Mindtrace Cluster Module
The Mindtrace Cluster module provides a distributed computing framework for managing and orchestrating jobs across multiple worker nodes. It enables scalable, fault-tolerant job execution with support for various execution environments including Git repositories and Docker containers.
Overview
The cluster module consists of three main components:
- ClusterManager: Central orchestrator that manages job distribution and worker coordination
- Node: Worker node that can launch and manage workers
- Worker: Executable units that process jobs
Architecture
┌─────────────────┐ ┌─────────────────┐ ┌─────────────────┐
│ ClusterManager │ │ Node │ │ Worker │
│ │ │ │ │ │
│ • Job routing │◄──►│ • Worker launch │◄──►│ • Job execution │
│ • Status tracking│ │ • Registry access│ │ • Environment mgmt│
│ • Worker mgmt │ │ • Resource mgmt │ │ • Status reporting│
└─────────────────┘ └─────────────────┘ └─────────────────┘
Core Components
ClusterManager
The central orchestrator that: - Routes jobs to appropriate endpoints or workers - Tracks job and worker status - Manages worker registration and auto-connection - Provides a unified API for job submission and monitoring
Key Features: - Job schema targeting (direct endpoint routing vs orchestrator) - Worker type registration with Git/Docker support - Automatic worker-to-job schema connection - Real-time status monitoring
Node
A worker node that: - Launches workers from the registry - Manages worker lifecycle - Provides resource isolation
Key Features: - Worker registry integration - Automatic cluster registration - Worker process management
Worker
Executable units that: - Process individual jobs - Report status back to cluster - Support various execution environments
Key Features: - Abstract base class for custom workers - Built-in status tracking - Cluster communication - Environment management
Built-in Workers
EchoWorker
A simple worker that echoes messages with optional delay:
from mindtrace.cluster.workers.echo_worker import EchoWorker
# Usage
worker = EchoWorker()
result = worker._run({"message": "Hello World", "delay": 2})

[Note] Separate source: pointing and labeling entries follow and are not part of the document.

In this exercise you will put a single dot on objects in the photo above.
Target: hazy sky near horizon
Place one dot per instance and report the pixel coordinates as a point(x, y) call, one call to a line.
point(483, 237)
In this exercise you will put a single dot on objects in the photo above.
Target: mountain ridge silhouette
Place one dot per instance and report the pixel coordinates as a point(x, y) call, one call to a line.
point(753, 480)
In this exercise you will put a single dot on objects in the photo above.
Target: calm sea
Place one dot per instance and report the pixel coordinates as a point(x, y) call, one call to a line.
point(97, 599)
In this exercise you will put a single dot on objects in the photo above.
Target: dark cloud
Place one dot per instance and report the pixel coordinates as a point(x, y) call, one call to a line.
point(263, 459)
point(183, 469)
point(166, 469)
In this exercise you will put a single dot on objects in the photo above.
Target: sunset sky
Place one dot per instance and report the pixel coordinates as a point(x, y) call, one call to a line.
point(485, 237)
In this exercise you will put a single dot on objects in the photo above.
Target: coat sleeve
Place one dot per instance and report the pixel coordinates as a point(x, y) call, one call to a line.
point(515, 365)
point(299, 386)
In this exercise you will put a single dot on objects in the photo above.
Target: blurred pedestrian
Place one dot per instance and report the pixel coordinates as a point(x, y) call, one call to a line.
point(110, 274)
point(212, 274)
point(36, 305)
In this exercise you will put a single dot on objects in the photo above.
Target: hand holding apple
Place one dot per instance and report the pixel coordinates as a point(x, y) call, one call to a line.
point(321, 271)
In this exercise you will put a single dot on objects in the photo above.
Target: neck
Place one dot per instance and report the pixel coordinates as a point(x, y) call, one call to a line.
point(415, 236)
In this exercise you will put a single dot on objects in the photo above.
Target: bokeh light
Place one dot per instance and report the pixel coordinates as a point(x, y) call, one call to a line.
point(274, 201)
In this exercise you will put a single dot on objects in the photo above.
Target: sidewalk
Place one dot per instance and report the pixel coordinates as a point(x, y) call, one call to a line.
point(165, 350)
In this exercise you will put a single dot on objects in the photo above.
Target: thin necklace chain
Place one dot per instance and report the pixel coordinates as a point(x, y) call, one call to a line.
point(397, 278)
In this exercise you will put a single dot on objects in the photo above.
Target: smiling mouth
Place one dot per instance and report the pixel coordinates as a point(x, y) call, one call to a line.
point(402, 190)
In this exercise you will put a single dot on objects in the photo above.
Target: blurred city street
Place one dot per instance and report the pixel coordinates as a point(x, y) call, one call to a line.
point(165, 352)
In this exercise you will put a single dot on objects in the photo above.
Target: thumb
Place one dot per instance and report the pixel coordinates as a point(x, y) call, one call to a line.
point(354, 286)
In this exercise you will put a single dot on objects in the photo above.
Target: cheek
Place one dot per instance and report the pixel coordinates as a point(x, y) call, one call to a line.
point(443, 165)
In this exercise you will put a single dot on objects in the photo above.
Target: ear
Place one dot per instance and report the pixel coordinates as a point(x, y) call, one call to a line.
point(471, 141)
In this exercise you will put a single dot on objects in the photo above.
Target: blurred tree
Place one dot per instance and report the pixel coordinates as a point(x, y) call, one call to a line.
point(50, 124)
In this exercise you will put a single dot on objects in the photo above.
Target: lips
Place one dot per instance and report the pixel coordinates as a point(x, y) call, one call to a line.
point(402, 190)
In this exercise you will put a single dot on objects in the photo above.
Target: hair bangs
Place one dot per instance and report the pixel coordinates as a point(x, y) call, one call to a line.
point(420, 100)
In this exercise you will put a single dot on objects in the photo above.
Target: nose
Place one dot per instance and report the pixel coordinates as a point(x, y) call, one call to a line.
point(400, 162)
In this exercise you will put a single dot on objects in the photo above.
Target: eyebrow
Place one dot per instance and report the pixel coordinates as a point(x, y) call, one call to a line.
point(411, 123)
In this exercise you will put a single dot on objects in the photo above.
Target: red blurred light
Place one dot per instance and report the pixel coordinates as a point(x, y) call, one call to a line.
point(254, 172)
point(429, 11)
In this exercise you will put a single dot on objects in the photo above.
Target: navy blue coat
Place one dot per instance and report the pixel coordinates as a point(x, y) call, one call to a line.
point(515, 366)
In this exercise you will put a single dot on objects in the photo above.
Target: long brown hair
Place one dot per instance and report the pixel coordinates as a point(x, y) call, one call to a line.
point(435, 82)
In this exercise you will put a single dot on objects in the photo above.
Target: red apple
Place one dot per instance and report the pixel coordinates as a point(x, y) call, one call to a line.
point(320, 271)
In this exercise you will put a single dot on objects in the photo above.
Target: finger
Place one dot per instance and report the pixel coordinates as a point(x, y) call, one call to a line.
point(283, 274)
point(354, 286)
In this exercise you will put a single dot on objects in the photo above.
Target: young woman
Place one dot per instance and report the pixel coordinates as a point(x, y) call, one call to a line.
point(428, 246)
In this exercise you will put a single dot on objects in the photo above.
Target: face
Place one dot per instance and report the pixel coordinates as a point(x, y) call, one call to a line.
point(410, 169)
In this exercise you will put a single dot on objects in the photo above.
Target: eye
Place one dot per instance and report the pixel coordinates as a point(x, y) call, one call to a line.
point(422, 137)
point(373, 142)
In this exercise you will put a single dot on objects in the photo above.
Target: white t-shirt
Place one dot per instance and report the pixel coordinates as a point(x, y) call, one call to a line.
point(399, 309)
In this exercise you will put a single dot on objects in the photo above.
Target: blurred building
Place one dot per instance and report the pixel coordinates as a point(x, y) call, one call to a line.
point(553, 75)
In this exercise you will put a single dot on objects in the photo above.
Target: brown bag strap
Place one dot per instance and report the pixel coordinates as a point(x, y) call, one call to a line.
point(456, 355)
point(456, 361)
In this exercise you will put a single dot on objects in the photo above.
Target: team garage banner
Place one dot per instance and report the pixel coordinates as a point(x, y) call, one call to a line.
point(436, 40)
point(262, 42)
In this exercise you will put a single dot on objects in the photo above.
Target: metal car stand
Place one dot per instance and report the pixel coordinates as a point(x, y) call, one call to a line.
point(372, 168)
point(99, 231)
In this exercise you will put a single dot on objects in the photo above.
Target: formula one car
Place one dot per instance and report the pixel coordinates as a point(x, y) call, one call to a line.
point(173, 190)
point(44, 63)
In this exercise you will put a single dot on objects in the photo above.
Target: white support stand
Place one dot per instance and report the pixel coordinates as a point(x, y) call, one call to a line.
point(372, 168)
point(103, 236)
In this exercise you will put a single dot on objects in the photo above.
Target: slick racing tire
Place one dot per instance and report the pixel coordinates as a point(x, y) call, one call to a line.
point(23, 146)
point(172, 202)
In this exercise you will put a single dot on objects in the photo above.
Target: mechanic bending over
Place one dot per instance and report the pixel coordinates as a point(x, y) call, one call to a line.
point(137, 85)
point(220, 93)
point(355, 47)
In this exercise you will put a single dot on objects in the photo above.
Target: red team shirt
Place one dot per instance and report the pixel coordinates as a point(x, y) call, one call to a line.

# Returns: {"status": "completed", "output": {"echoed": "Hello World"}}
RunScriptWorker
A worker that executes scripts in isolated environments. For git repositories, will sync the environment using uv sync.
from mindtrace.cluster.workers.run_script_worker import RunScriptWorker
# Git environment example
job_data = {
"environment": {
"git": {
"repo_url": "https://github.com/user/repo",
"branch": "main",
"working_dir": "scripts"
}
},
"command": "python process_data.py"
}
# Docker environment example
job_data = {
"environment": {
"docker": {
"image": "python:3.9",
"working_dir": "/app",
"volumes": {"/host/path": "/container/path"},
"environment": {"ENV_VAR": "value"}
}
},
"command": "python script.py"
}
Usage Examples
Basic Cluster Setup
from mindtrace.cluster import ClusterManager, Node
from mindtrace.jobs import JobSchema, job_from_schema
# Launch cluster manager
cluster = ClusterManager.launch(host="localhost", port=8002)
# Launch node
node = Node.launch(
host="localhost",
port=8003,
cluster_url=str(cluster.url)
)
# Register worker type
cluster.register_worker_type(
worker_name="myworker",
worker_class="myapp.workers.MyWorker",
worker_params={}
)
# Launch worker
worker_url = "http://localhost:8004"
node.launch_worker(worker_type="myworker", worker_url=worker_url)
# Submit job
job = job_from_schema(my_job_schema, input_data={"key": "value"})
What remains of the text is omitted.